Yesterday I began and completed another full piece. This is the biggest month of my career. I have more to do than ever, more to take on than ever. To clear my head I took one of my ten mile walks out to Boston College. With these pressures, with what I face, with the walls and walls and walls and walls of resistance and hate of this industry, every single last step matters, every mile matters, in terms of keeping my heart strong, my body strong, able to endure, every single work for the ages written, in full, three hours before these people awake, matters. Every radio segment, every op-ed, every feature. Every post in this journal. I don't see the progress every day, I often don't see any, typically there is only more evidence of the discrimination, but I know my day is coming, and I know that every single last thing I do right now contributes to its arrival.


At BC, I ran the stairs ten times. I was sitting down, drinking some water near the bottom of the stairs. My routine is I get a coffee at Dunkin' Donuts just outside the North End when I leave, then I stop at a convenience store in Chestnut Hill, around the corner from where I lived in my early twenties, when I'd stay up all night, every night, working on my writing, and I buy two liters of water for $1.59. There are some plants in one of those round, stone islands benches at the bottom of the BC Conte Forum stairs. I sat there, drinking my water, soaked in sweat after the first six runs up the stairs, and looked down at the ground and saw various ants going about their day.
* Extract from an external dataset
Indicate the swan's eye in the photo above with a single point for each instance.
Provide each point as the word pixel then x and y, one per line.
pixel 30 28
One ant was carrying a part of a leaf, but it was more than a leaf. It had a bit of stem in it. The other ants didn't have anything like this. The ant with the leaf advanced along the side of the stone island, and it came to this rock, much taller than the ant, even higher than the top of the leaf. The ant tried to climb the rock, leaf in its mouth, but it couldn't make it, so it came back down, turned its body around, and went through this little space between the rock and the stone island, seeming to pull its leaf, but never letting it touch the ground. Out it comes the other side, and another ant attacks this ant, to get the leaf. But the ant with the leaf is having none of this, and takes a leg of the attacking ant clean off, again, never setting down the leaf. I watched the ant, who had wanted what this other ant had, drag its abdomen on the ground as it retreated, barely able to move. The ant with the leaf simply kept going on its way. And I thought to myself, "right, back to it. You are not losing to these people."